The digitalisation of healthcare in Poland began before the COVID-19 pandemic started. One of the most significant developments was the introduction of the electronic prescription as a default form of prescription, which took place not long before the implementation of the first lockdown measures in Poland. The process of digitalisation then continued, to a significant extent in response to challenges posed by COVID-19.

The development of telemedicine is one of the examples, as it became much more dynamic after the beginning of the pandemic, as regulations were adopted to facilitate that development (although telemedicine in principle was provided for beforehand).

The key legislative development happened at the very beginning of the pandemic, when the Minister of Health chose to use its right to issue subordinate legislation determining organisational standards of healthcare in selected fields of medicine and issued such standards for primary care. The Minister’s ordinance regulated various technical issues.

Under standard Polish patent regulations, the Patent Office may grant a compulsory licence. The Industrial Property Law of 30 June 2000 allows the granting of such licence if it is necessary to prevent or remove a threat to the security of the State, particularly in the fields of defence, public order, the protection of human life and health, and the protection of the environment.

However, the Polish authorities have made no publicly available declarations about a plan to use this clause or to introduce new regulations of compulsory licences tailored specifically to COVID-19-related treatments.

Legislation aimed at counteracting COVID-19 introduced liability exemptions for persons providing healthcare services.

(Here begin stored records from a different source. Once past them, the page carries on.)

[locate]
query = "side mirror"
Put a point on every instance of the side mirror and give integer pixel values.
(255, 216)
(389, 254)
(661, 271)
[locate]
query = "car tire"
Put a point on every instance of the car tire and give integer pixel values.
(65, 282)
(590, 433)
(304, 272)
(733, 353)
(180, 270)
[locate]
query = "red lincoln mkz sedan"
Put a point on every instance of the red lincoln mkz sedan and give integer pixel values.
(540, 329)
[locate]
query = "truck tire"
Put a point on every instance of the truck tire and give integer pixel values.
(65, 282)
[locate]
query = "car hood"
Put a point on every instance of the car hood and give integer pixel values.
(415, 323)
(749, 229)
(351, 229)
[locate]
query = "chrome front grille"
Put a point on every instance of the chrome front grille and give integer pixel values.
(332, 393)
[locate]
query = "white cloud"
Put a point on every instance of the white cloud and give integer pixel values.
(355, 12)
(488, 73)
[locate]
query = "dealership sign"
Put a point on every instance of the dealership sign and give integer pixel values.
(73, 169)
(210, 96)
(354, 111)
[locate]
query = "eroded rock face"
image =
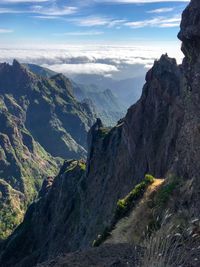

The regulation exempts criminal liability for a few unintentional offences: manslaughter, bodily harm and exposing a person to imminent danger of loss of life or grievous bodily harm. It provides that a healthcare professional who engages in conduct that would otherwise be classified as a criminal offence during the period of the declaration of an epidemic emergency or epidemic, while providing healthcare services in the prevention, diagnosis or treatment of COVID-19 and acting under special circumstances, does not commit a crime. The liability exemption does not apply if the effect caused by the perpetrator was the result of a grave failure to take due care, as required under the given circumstances.

However, the period of the declaration of an epidemic emergency ended on 30 June 2023, so the exemptions no longer apply.

The Act of 2 March 2020 on specific solutions related to the prevention, counteraction and eradication of COVID-19, other communicable diseases and emergencies caused by them introduced several legal measures enabling certain authorities to issue orders to other public bodies, as well as private entities (entrepreneurs).

These provisions are very generally worded and thus give authorities broad leeway as to the contents of orders that can be issued. Amongst other things, they can be used to convert manufacturing sites in a way deemed necessary by the authorities due to COVID-19.

The orders can be issued during a period when an epidemic emergency or an epidemic has been declared, and for up to three months after such emergency has ended. This period has already expired.

Some COVID-19-related changes to the system of public procurement were enacted in order to make it more flexible – eg, new provisions excluded the application of the provisions regulating public procurement if procured goods or services are needed for counteracting COVID-19 and there is a high likelihood of rapid and uncontrolled spread of the disease, or if the protection of public health so requires.